Deciding how to invest in the stock market is a daunting task, and one that can paralyse even the most ambitious amateur investor.
Never fear: Which? Money is here to help.
Here we explain how to build and manage an investment portfolio.
This article is intended for those prepared to take at least some risk with their money and invest for more than five years. If that's not you, you may find this guide more useful.
How do I buy investments?
If you decide to invest without the help of a financial adviser, you can cut the cost of investing by using a fund supermarket or investment broker.
These are online hubs that allow you to buy investment products and monitor their performance in a one-stop shop.
Because you're doing all the hard work of picking your investment, you won't be paying the fees associated with going through a financial adviser. Cutting these charges can have a significant impact on the performance of your investment portfolio over the long-term.
Some fund supermarkets now offer ready-made portfolios designed for different risk appetites.
We've reviewed all the major fund supermarkets and named a handful as 'Which Recommended Providers'.
- Find out more: the best and worst fund supermarkets
The Which? investment portfolios
We’ve built a set of investment portfolios designed to illustrate how you could spread £10,000 across several types of investment, or asset classes, depending on how much risk you are willing to take on and how much growth you hope to attain.
You can find a full list of asset types and associated risks here.
Each different type of investment carries a level of risk. The riskier the asset, the higher the potential return - and greater the potential loss.
If you’re already invested, take a look to see if the portfolio best suited to you matches the make-up of your existing portfolio. It’s possible you could be taking on too much or too little risk without realising.
We've given our portfolios a spicy theme - the hotter the chilli, the riskier your portfolio is going to be. But those riskier portfolios also have more potential for growth.
These portfolios don't constitute financial advice, but can act as a helpful starting point for a conversation with a financial adviser.
The portfolios are built for long-term growth - you'll need to invest for at least five years - and not designed for those looking to get an income from their investments.
- Find out more: investment risk explained
How do I choose investment products?
The next step to take once you've decided on your ideal portfolio will be how to populate it with actual investments.
The easiest way of doing this is through investments funds, such as unit trusts, open-ended investment companies (Oeics), investment trusts and exchange traded funds.
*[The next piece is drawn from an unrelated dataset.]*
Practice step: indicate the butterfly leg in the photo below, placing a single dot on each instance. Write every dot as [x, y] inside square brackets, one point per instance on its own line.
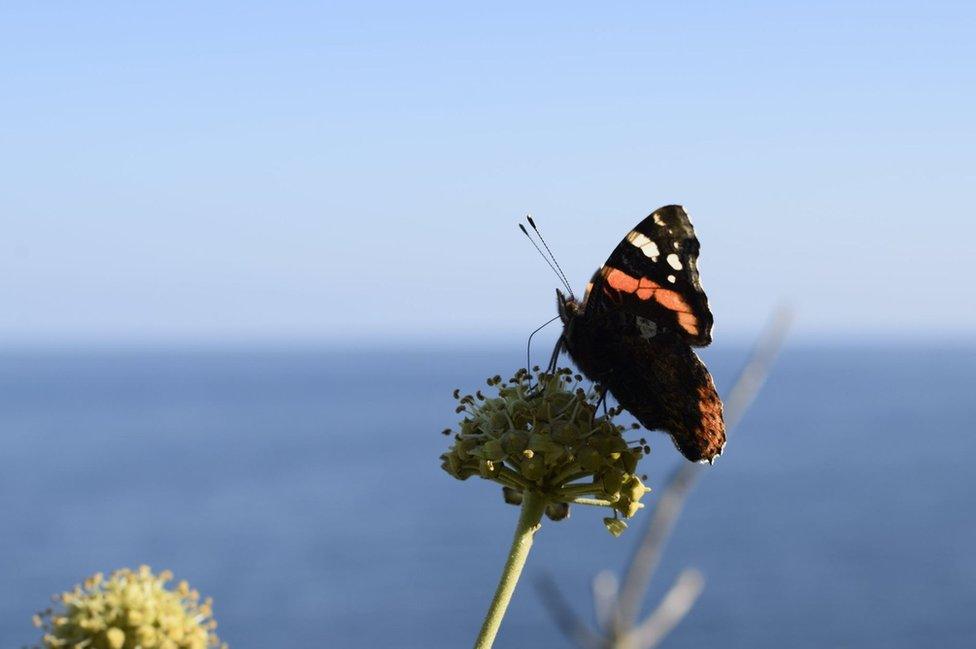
[550, 368]
[601, 401]
[554, 359]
They're cost-effective, and allow you to further spread risk, compared to investing directly in shares. Remember, the management costs of your investments can have a big impact on their performance.
We suggest you use low-cost tracker funds to fill up your portfolio, although some assets, such as property, may be better suited to higher-cost, actively managed funds.
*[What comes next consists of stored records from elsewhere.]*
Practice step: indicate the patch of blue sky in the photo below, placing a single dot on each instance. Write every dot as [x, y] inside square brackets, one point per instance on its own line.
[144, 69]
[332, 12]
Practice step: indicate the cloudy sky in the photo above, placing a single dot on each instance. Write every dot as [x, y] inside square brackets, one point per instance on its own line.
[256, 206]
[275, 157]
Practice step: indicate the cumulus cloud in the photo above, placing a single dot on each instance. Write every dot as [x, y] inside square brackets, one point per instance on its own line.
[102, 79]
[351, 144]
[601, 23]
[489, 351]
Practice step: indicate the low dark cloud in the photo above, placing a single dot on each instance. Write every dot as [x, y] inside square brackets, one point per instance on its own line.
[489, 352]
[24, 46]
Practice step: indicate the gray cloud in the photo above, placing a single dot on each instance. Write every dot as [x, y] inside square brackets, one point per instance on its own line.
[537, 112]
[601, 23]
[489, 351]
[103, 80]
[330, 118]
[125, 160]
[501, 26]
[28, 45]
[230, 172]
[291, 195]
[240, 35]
- Find out more: active vs passive investment
How do I rebalance my investment portfolio?
You'll need to re-assess and rebalance your portfolio annually. Rebalancing is the process of bringing your portfolio back to its original asset allocation.
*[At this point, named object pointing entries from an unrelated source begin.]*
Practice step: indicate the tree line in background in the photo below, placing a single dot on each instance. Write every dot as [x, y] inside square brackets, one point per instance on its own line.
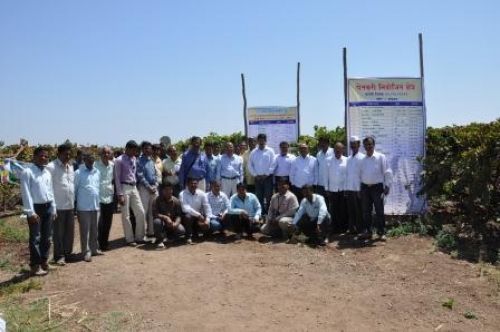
[460, 179]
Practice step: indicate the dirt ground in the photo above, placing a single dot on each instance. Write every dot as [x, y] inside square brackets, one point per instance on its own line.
[260, 285]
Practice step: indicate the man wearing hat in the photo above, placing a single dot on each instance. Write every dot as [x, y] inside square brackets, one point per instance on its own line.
[353, 186]
[128, 195]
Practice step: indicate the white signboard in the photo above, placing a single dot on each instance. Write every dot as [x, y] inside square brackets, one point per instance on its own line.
[277, 122]
[392, 110]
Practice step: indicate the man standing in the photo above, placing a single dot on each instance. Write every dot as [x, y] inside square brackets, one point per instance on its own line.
[167, 214]
[171, 167]
[261, 165]
[303, 171]
[196, 210]
[128, 195]
[213, 164]
[147, 184]
[230, 170]
[245, 211]
[353, 185]
[105, 166]
[63, 176]
[38, 204]
[87, 183]
[283, 206]
[194, 165]
[312, 218]
[376, 179]
[245, 151]
[219, 205]
[324, 152]
[157, 152]
[283, 164]
[336, 167]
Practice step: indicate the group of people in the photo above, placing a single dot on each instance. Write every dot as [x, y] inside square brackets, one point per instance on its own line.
[163, 198]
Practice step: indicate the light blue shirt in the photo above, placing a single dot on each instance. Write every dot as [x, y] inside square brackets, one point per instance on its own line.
[106, 189]
[218, 203]
[213, 165]
[230, 167]
[261, 162]
[304, 171]
[250, 204]
[87, 184]
[36, 188]
[315, 209]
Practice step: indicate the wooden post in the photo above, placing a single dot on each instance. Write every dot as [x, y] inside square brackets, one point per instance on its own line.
[298, 99]
[243, 91]
[344, 60]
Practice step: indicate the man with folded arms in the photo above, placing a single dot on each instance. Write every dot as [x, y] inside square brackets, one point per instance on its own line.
[230, 170]
[105, 166]
[194, 165]
[376, 179]
[171, 167]
[283, 164]
[261, 165]
[336, 171]
[303, 171]
[87, 183]
[245, 212]
[147, 184]
[63, 176]
[167, 214]
[38, 204]
[128, 195]
[283, 206]
[353, 186]
[196, 210]
[219, 204]
[312, 218]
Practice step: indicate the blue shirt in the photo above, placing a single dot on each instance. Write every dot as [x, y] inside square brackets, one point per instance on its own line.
[198, 170]
[314, 209]
[230, 167]
[213, 163]
[146, 172]
[250, 204]
[36, 188]
[87, 184]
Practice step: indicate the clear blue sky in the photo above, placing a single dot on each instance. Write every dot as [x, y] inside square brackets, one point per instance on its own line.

This is necessary because, over time, your investments may fall out of sync with your original asset allocation; this tends to happen when one asset, usually equities, grows more quickly than the others.
For example, if UK equities represent 20% of your portfolio at the beginning of the year, but have grown in value to represent 30% at the end, you'll need to sell some of your UK equity holding and purchase more of an asset that's underweight to get back to your original allocation.
Try to resist the temptation to tinker with your portfolio, and rebalance after six months or a year. An increasing number of fund supermarkets now offer smartphone apps, but these can increase the temptation to tinker.
The Money Advice Service has some advice on assessing the performance of your investments, although this should not be taken as financial advice.